Terdampak Perang Saudara
Negara yang masih muda belia ini lahir sebab adanya perang saudara yang sudah terjadi selama 50 tahun sejak 1959. Dampaknya pun merembet pada bidang pendidikan. Pada masa itu, hanya sekitar 30% dari 1,06 juta jiwa siswa yang memenuhi syarat untuk bisa masuk sekolah. Sisanya? Ya harus rela putus sekolah. Selain itu, fasilitas pendidikan dan kesehatan juga musnah karena telah dibakar dan ditutup sehingga masyarakat di sana tertutup aksesnya untuk menambah wawasan. Hal ini yang semakin memperburuk tingkat literasi Sudan Selatan.
Keterbatasan Bahasa
Sudan Selatan menggunakan bahasa Inggris sebagai bahasa nasional.

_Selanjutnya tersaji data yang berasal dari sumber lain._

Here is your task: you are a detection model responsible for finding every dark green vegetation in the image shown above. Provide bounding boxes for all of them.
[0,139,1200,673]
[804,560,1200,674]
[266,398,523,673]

Namun kenyataannya, sebagian besar anak-anak hanya diajarkan bahasa Arab karena masih terbawa dari negara saudaranya, Sudan. Tidak hanya itu, negara ini juga masih kekurangan guru bahasa Inggris dan guru berbahasa Inggris pada bidang ilmiah serta teknis. Nah, bagaimana suatu negara bisa berkembang jika bahasa yang dipakai masyarakatnya saja bukan bahasa nasional? Ya sudah pasti semua akan serba terbatas. Dari segi huruf saja keduanya sudah berbeda sehingga pasti akan kesulitan untuk melakukan literasi dengan bahasa yang bukan menjadi bahasa sehari-hari. Jika masyarakat di sana sudah terbiasa dengan bahasa Arab, ketika mereka harus mulai membaca, memahami ilmu baru, bahkan menulis buku dengan bahasa Inggris pasti akan sangat kesulitan. Bukan tidak mungkin, jika hal ini terus terjadi maka bahasa Inggris akan pupus juga di sana.
Wah, miris juga ya keadaan di sana? Itulah alasan mengapa Sudan Selatan menjadi negara dengan tingkat literasi terendah. Kita sebagai masyarakat Indonesia dapat belajar dari negara Sudan Selatan untuk memperbaiki budaya literasi negara kita. Mari mulai dari kebiasaan menulis buku. Ingatlah bahwa literasi dilakukan saat ada bahan bacaan. Dengan menulis buku maka itu berarti kita memberikan sumbangan bacaan untuk orang lain. Selain itu, kebiasaan baik tersebut dapat mengantar kita menjadi ghostwriter yang dapat memberikan jasa penulisan buku. Jadi, jangan sampai padam semangat literasinya, ya!